Depois de cinco meses, o mercado nacional e internacional aponta dados complexos. O pecuarista brasileiro precisa hoje do dobro de arrobas para comprar um bezerro, sofrendo com mais um tradicional ciclo da atividade. O preço do boi gordo está baixo assim como o consumo da proteína no mercado interno.

Agrônomo e comandante da Scot Consultoria, Alcides Torres: “No confinamento, o custo de produção caiu mais do que o preço final. Por isso, a conta ainda fecha e a atividade deve manter-se bem” – Fotos: Divulgação/Asbram

E o embargo da China imposto pelo caso de mal da vaca louca já ficou para trás, mas não trouxe ainda aumento das vendas externas e prêmios mais robustos pelas melhores carcaças.

Por outro lado, os valores de soja e milho caíram bastante, assim como outros insumos importados devido à baixa do dólar. “No confinamento, o custo de produção caiu mais do que o preço final. Por isso, a conta ainda fecha e a atividade deve manter-se bem. Basta usar a gestão de risco para garantir resultados. Nas outras áreas, contamos com exportações em torno de três milhões de toneladas, o que ajuda bastante no estoque, mas o produtor precisa ser rápido na decisão. É a lógica do mundo capitalista. Não adianta ficar torcendo pelo preço. É um índice ditado pelo mercado”, analisou o tarimbado consultor.

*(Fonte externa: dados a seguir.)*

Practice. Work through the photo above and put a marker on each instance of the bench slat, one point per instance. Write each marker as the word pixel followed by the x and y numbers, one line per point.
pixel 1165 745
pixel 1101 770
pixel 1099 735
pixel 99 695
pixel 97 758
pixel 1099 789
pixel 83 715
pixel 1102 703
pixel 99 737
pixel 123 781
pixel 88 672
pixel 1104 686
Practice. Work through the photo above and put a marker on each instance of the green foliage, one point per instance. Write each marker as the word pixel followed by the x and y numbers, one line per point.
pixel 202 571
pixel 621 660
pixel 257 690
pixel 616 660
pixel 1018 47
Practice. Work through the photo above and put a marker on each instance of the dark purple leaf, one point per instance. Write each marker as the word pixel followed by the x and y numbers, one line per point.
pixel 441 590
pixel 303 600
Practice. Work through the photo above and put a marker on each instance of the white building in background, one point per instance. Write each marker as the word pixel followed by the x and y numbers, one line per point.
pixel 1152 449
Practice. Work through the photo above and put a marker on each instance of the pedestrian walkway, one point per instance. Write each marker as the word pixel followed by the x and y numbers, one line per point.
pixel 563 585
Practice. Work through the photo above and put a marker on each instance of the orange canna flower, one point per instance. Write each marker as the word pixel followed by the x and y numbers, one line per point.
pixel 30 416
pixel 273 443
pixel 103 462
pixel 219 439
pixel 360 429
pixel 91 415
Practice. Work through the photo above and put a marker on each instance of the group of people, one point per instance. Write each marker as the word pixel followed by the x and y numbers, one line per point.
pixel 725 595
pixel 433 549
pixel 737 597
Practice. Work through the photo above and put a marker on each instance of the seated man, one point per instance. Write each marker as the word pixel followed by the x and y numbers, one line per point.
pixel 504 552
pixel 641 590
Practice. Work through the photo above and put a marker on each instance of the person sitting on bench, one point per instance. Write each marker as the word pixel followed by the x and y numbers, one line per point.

“A melhora no poder de compra dos brasileiros, com recuperação nas vendas de carne bovina no país, é necessária para um aumento do consumo. O que, por tabela, alavancaria os investimentos das fazendas na nutrição mais qualificada dos animais. Já a pecuária leiteira vem tendo uma boa performance, com preços sustentados ao longo dos últimos meses”, analisou o presidente da Associação Brasileira das Indústrias de Suplementos Minerais (Asbram), Juliano Sabella.

Presidente da Asbram, Juliano Sabella: “A melhora no poder de compra dos brasileiros, com recuperação nas vendas de carne bovina no país, é necessária para um aumento do consumo”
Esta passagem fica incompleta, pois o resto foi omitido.